Article provided by Pauline Stokes, Extension Agent and new member of the Farmville Area Habitat for Humanity Board of Directors-
Farmville Area Chamber of Commerce member Lowe's is tackling a new project called “Feeding the Community”, which is aiming to help restore the Farmville community garden. The “Feeding the Community” project is part of the Lowe’s Heroes program, a broader company initiative designed to help repair local communities through in-kind donations and volunteer work.
Spearheading this project through Lowe’s is Bryan Harrington, one of the Farmville store managers. The issue of the community gardens and their need for restoration was brought to his attention by Pauline Stokes, Virginia Cooperative Extension Family and Consumer Science (FCS) SNAP-Ed Extension Agent. This program is funded by USDA through the Virginia Department of Social Services (who administers SNAP, formerly food stamps). She is the key leader of this project.
Harrington’s initial plans for enhancing the garden include constructing an enclosure that will help catch rain water and irrigate the plants, as well as building handicap accessible raised beds. Harrington hopes the program will not only help feed the community, but also unite the community. “If people are growing plants in a community garden together, they will be able to learn helpful tips from each other and this will only make the garden better,” said Harrington when asked about the goals of the project. Harrington and Stokes have big dreams for the garden so this might be a multi-year project.
:I am so excited about this project and the partnership with Lowe’s. We were in need of help and Lowes came to the rescue," said Stokes.

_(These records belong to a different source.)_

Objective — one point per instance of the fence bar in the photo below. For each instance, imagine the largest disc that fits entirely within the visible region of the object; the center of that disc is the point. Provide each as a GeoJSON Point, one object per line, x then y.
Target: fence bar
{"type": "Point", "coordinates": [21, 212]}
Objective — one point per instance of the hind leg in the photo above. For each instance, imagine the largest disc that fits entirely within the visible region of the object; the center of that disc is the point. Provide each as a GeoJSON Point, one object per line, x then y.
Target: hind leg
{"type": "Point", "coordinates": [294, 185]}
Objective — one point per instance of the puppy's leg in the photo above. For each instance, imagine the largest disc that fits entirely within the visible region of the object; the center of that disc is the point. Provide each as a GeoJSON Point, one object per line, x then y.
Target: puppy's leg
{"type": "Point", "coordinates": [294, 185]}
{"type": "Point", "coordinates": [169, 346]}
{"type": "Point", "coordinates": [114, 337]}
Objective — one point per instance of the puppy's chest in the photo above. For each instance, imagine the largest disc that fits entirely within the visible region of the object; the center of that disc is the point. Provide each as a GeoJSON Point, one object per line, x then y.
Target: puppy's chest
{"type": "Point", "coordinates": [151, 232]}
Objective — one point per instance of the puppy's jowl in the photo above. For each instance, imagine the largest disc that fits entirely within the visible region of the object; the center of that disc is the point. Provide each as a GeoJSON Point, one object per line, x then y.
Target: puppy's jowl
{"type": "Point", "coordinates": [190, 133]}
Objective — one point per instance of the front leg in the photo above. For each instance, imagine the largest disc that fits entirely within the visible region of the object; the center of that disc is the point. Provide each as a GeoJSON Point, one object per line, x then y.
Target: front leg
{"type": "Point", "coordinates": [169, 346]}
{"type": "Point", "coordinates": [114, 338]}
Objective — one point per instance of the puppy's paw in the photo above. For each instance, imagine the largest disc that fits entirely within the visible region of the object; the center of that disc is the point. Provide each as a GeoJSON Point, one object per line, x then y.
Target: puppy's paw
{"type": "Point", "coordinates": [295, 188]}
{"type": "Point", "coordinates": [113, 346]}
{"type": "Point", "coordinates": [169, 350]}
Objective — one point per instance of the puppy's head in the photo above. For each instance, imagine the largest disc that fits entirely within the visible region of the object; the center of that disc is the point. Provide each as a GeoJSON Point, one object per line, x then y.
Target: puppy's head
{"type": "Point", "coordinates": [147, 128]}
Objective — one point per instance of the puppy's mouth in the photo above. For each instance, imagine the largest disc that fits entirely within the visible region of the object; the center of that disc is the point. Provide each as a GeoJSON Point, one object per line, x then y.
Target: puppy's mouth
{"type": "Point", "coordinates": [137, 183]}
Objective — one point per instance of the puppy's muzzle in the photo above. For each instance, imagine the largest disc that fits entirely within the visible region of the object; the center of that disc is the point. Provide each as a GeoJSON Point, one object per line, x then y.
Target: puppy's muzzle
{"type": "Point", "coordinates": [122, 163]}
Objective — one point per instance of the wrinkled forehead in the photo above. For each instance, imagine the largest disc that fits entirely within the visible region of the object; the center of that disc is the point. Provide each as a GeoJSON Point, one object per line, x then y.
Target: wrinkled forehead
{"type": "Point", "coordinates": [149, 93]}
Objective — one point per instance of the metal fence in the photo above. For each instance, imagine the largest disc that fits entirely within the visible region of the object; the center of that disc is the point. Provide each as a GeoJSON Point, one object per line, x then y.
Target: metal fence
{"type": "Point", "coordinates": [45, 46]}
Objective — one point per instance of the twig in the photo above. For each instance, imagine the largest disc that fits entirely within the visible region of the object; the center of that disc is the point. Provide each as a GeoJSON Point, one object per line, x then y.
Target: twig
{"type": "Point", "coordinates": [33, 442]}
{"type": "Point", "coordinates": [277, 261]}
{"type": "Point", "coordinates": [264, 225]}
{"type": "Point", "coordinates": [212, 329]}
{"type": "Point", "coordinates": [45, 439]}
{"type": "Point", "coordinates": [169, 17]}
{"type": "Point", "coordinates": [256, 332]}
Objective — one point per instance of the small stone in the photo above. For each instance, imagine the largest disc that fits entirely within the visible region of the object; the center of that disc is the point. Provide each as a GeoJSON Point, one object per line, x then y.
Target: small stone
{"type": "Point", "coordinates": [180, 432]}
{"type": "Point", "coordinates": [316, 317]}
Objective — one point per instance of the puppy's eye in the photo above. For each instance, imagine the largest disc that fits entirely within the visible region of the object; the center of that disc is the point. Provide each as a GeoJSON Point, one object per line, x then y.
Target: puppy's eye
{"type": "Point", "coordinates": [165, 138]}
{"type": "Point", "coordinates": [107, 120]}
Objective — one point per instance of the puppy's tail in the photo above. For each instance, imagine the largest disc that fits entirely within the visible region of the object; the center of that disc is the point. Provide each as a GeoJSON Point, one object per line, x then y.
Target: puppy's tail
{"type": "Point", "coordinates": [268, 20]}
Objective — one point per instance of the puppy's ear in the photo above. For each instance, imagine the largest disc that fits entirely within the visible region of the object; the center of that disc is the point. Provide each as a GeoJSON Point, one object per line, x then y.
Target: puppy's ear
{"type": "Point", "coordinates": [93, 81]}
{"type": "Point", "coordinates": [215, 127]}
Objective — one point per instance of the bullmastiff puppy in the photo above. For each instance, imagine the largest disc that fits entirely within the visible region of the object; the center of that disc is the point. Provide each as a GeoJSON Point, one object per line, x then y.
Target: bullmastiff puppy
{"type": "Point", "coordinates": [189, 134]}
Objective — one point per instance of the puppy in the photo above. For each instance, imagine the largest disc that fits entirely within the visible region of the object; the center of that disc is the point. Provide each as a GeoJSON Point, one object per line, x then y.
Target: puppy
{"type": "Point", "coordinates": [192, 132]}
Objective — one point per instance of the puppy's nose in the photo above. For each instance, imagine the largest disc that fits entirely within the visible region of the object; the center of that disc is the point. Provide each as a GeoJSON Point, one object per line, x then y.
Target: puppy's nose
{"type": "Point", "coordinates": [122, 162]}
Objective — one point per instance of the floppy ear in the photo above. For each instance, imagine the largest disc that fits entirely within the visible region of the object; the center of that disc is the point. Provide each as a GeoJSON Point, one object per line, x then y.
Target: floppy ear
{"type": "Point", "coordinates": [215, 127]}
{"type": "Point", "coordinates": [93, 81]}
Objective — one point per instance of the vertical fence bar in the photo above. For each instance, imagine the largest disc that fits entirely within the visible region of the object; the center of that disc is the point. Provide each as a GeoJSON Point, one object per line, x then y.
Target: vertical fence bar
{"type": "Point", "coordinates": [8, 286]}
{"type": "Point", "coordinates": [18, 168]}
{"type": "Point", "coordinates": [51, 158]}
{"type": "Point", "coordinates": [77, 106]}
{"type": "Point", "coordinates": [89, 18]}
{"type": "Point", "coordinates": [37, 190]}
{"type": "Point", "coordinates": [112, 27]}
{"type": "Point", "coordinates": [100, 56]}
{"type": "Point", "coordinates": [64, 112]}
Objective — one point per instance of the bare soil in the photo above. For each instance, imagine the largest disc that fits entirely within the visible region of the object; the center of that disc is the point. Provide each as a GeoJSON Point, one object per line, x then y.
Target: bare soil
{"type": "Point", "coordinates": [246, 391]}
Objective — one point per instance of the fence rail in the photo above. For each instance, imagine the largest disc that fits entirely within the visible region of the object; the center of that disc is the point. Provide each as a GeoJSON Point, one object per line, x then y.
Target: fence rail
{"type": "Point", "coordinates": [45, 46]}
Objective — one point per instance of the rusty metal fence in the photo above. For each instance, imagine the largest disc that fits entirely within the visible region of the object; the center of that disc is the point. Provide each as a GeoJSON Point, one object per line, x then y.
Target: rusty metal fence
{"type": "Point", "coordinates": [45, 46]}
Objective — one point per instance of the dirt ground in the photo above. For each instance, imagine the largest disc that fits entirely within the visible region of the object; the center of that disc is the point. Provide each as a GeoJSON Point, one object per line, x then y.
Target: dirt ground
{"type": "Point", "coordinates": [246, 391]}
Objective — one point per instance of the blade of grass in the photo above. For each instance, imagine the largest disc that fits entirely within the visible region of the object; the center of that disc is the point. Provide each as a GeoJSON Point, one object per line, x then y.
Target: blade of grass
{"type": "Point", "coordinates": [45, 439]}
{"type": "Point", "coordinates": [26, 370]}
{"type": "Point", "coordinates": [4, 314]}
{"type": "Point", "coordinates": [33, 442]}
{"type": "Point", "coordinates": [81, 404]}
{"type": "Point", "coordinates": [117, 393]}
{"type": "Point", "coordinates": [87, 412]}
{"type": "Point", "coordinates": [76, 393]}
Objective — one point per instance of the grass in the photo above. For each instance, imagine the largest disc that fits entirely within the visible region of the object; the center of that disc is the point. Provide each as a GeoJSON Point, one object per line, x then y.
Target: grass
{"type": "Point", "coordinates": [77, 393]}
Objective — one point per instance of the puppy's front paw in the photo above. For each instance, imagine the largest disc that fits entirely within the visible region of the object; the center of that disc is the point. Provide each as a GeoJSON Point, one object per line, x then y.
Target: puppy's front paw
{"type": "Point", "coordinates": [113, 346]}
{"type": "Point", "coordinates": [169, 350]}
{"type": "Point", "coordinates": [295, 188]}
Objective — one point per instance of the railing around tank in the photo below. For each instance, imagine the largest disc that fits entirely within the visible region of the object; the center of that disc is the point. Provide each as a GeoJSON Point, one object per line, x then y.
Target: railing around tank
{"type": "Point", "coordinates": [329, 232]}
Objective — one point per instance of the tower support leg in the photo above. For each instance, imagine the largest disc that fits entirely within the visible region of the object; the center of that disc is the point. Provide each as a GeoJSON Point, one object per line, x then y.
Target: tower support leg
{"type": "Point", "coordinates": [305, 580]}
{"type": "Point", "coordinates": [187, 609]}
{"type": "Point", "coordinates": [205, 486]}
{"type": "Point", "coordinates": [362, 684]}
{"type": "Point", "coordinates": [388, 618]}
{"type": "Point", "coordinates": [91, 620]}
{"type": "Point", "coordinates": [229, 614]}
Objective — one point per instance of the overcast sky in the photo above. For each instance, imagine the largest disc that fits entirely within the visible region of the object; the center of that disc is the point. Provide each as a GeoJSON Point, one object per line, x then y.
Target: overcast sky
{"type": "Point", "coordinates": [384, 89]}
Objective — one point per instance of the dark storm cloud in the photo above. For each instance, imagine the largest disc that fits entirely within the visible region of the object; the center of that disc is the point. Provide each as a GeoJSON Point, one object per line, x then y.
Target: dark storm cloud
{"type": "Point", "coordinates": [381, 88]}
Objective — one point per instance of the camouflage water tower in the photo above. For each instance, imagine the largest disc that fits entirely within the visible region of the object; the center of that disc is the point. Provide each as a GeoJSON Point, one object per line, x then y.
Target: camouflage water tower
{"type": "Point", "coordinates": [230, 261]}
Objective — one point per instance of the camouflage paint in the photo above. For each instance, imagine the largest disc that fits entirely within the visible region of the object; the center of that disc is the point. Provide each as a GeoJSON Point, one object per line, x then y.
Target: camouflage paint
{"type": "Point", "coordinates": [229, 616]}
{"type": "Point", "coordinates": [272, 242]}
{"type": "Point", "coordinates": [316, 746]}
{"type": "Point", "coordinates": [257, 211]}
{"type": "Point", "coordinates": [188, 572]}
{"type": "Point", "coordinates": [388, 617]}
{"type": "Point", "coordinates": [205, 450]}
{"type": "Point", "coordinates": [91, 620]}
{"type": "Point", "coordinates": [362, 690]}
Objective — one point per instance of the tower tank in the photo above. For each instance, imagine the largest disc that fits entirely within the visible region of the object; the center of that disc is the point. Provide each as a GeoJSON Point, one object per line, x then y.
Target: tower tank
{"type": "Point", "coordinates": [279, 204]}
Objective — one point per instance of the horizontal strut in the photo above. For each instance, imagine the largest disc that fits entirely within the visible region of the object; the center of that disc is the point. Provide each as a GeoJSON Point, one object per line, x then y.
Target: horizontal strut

Farmville Area Habitat for Humanity donated the land for the use of a community garden. An old Chinese proverb states “Give a man a fish and you feed him for a day. Teach a man to fish and you feed him for a lifetime.” The strategy and sustainability plan for Farmville Community Garden and Prince Edward County Extension is to provide a place to learn about organic gardening and sustainable living. People not only learn about gardening but they also acquire other knowledge and skills. So this community garden is seen as an outdoor learning, a caring and growing project that constitute a holistic approach to issues of a healthy environment and community cohesion.